Plate Tectonics in Massive Rocky Super-Earth Planets: A Consequence of the Dissociation Transition of Post-Perovskite at 0.9 TPa

The possibility of plate tectonics in massive rocky planets is a contentious issue. Variable estimations suggested by different studies rely on uncertain mantle properties at very high mantle pressures for which there are no experimental constraints. Unlike the previous interpretations, new theoretical studies suggest a reduction in the mantle viscosity of rocky planets at very high pressures due to the inclusion of quantum mechanical and other pressure dependent effects for deep mantle minerals.
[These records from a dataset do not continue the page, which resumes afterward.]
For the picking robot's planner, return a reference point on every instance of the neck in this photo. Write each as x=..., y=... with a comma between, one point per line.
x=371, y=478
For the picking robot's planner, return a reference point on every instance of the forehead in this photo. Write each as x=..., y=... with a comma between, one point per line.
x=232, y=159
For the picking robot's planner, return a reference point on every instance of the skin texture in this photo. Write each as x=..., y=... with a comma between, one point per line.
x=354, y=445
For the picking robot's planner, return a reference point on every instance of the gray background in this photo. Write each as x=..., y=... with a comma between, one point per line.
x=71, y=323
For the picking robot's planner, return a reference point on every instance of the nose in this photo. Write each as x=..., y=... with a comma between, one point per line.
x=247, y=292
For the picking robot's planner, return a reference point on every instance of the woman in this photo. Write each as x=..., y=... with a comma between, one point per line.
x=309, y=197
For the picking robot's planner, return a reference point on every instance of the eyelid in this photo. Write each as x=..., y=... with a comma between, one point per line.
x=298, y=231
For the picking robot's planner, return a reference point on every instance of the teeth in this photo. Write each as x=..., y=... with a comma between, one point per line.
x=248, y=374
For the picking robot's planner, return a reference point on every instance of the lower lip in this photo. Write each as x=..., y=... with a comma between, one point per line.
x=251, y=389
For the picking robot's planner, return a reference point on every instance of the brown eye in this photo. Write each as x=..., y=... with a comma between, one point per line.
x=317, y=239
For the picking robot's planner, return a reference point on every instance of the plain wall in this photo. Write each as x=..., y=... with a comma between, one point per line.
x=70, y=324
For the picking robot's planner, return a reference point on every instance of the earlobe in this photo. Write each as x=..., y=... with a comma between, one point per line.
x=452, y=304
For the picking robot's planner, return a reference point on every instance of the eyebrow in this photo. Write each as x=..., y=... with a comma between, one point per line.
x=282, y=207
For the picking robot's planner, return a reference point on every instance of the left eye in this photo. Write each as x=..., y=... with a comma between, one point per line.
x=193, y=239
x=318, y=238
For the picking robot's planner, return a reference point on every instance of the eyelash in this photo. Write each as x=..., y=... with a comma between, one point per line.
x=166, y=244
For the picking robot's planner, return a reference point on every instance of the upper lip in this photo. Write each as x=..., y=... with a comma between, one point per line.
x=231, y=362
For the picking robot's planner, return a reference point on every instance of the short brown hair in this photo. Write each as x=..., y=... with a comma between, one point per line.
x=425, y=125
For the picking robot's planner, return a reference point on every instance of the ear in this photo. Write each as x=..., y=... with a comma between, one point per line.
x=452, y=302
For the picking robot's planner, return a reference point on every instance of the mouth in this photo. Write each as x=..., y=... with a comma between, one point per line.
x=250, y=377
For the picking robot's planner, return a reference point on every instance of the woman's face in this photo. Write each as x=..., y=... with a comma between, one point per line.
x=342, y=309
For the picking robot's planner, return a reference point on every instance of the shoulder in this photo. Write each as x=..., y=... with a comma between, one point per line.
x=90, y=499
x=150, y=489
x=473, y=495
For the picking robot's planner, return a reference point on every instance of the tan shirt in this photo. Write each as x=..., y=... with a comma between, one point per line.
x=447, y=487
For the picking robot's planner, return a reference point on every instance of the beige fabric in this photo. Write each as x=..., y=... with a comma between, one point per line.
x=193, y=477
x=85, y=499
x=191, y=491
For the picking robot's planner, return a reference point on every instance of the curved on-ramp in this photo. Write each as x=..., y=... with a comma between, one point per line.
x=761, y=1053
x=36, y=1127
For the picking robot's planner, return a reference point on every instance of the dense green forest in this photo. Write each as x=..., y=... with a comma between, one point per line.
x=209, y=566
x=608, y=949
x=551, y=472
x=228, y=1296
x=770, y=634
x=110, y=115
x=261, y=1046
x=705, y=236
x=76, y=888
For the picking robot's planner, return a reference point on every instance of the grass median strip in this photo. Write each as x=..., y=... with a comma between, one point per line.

Also, magnesium silicate post-perovskite (pPv) dissociates into new phases of minerals at ~ 0.9 TPa with a highly negative Clapeyron slope which is expected to influence the style of convection in massive exoplanets. In this study using compressible 3D-spherical convection models, we show that the pPv-dissociation transition along with a reduction in viscosity at the transition depth can cause deep mantle layering at the bottom of massive super-Earth planets (m > 7M⊕). Superplumes originating from this small-scale convective layer by penetration from weak zones at the top of the layer can reach the surface without significant loss in momentum. These penetrative focused superplumes (PFS) with lateral extent exceeding 10,000 km and radial velocities exceeding 20 cm/yr are highly stable with no significant lateral migration, and can sustain active plate tectonics and an active core dynamo for billions of years.